La falta de confianza y el descrédito en relación a las formaciones políticas clásicas y en sus formas de proceder y actuar no hacen sino aumentar día a día, no sólo porque así lo indican los sondeos, sino que esto se percibe en todas partes. Los grandes y clásicos partidos se han esforzado y mucho para ganarse la desafección. Estructuras poco transparentes, liderazgos sin credibilidad, corrupción económica, amiguismo, lenguaje vacío, propuestas sistemáticamente incumplidas, alejamiento de las preocupaciones de la ciudadanía, ocupación del poder sin proyecto para llevar a cabo, la falta de un relato coherente, desdibujamiento de las alternativas… Podríamos seguir y no acabaríamos en relación a una crisis de la política que tiene mucho de autogenerada por unos protagonistas que han sido incapaces de entender a tiempo que el camino de la desilusión colectiva no tendría vía de regreso. Ciertamente, hay también causas más generales, no imputables a los propios partidos para comprender la baja credibilidad que la política clásica ha alcanzado: crisis económica, precarización general, liquidación de las clases medias, falta de expectativas, la economía y el mercado como ámbito único de toma de decisiones, el debilitamiento del poder político, la falta de alternativas claras, la tendencia a convertir los partidos políticos en el gaita de nuestras miserias colectivas…
Parece claro que el bipartidismo clásico está en proceso de desaparición y que la emergencia de las formaciones que se presentan como «nueva política», será muy contundente. Habrá un removimiento importante en las aguas estancadas de la política formal que difícilmente se puede apreciar de otra manera que no sea en positivo, si se quiere recuperar la política como actividad honrosa y necesaria. De todas formas algunas de las marcas nuevas tienen un deje de ropaje nuevo que no hace sino vestir de manera estridente ideas muy viejas y culturas políticas ya conocidas, cuando no periclitadas. Común a los grupos emergentes, es haberse construido a partir de liderazgos mediáticos, de tertulianos más o menos brillantes, que han acabado por construir a su alrededor una formación política que, en buena parte de los casos, más que una propuesta definida representa un estado de ánimo que refleja una parte de la sociedad.
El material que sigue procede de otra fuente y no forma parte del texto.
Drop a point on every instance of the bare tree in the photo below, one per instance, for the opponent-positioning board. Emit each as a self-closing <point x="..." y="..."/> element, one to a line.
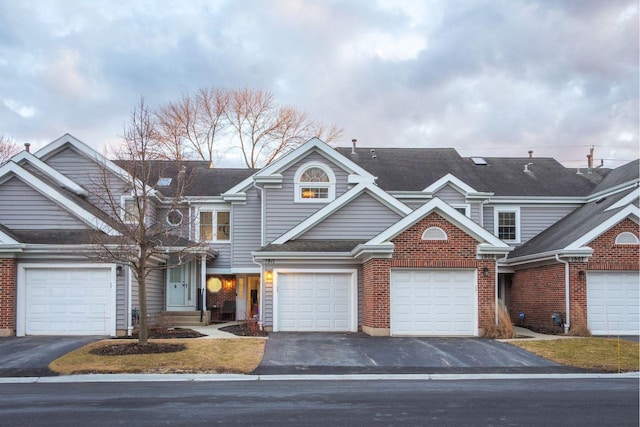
<point x="248" y="120"/>
<point x="264" y="130"/>
<point x="192" y="124"/>
<point x="144" y="238"/>
<point x="8" y="148"/>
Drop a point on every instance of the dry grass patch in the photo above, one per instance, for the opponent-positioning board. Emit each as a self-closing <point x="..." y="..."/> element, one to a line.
<point x="200" y="356"/>
<point x="608" y="355"/>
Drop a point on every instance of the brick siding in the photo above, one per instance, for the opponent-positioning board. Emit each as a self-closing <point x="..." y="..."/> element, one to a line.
<point x="458" y="251"/>
<point x="7" y="296"/>
<point x="540" y="291"/>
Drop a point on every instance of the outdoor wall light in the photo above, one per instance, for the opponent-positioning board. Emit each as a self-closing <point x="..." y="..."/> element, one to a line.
<point x="268" y="276"/>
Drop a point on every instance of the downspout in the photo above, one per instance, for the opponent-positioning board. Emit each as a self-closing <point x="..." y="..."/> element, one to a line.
<point x="127" y="280"/>
<point x="262" y="291"/>
<point x="567" y="301"/>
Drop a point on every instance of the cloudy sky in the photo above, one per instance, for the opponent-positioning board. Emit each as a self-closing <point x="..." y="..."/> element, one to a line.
<point x="487" y="77"/>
Líderes hechos por los medios y desde los medios que practican lo que los italianos definieron como «la política pop»: esquemas sencillos, eslóganes que se memoricen, crítica furibunda y sin matices al status quo e ir a tertulias no para discutir, sino para mostrar la singularidad y colocar el propio mensaje, con unas formas que tienen más que ver con el marketing y la publicidad, que con la representación de nuevos proyectos colectivos.
Las nuevas propuestas (Podemos, Ciudadanos…) dominan la comunicación política, se comportan de manera muy diferente de los políticos al uso y apelan precisamente a la credibilidad que les habría de proporcionar el hecho de ser novedosos, de no haber ocupado parcelas de poder, a no estar contaminados por las contradicciones de haber gobernado. Más que a propuestas, apelan a principios para captar el electorado; unos principios sin embargo, que parecen mudar con mucha rapidez. Ciudadanos que apareció como un proyecto de izquierda catalana no nacionalista, ahora es un partido español que se reclama de centro-derecha. No sería exactamente lo mismo. Podemos, de ser una propuesta airada, anticapitalista, bolivariana, ha pasado en pocos meses a presentarse como la socialdemocracia de los años ochenta, últimamente, a no ser ni de derechas ni izquierdas, sino los representantes de los de abajo frente a los de arriba. Exactamente lo que decía el general Perón en la Argentina de los años cincuenta. Recuerda bastante la frase de Grouxo Marx, «estos son mis principios, pero si no le gustan tengo otros».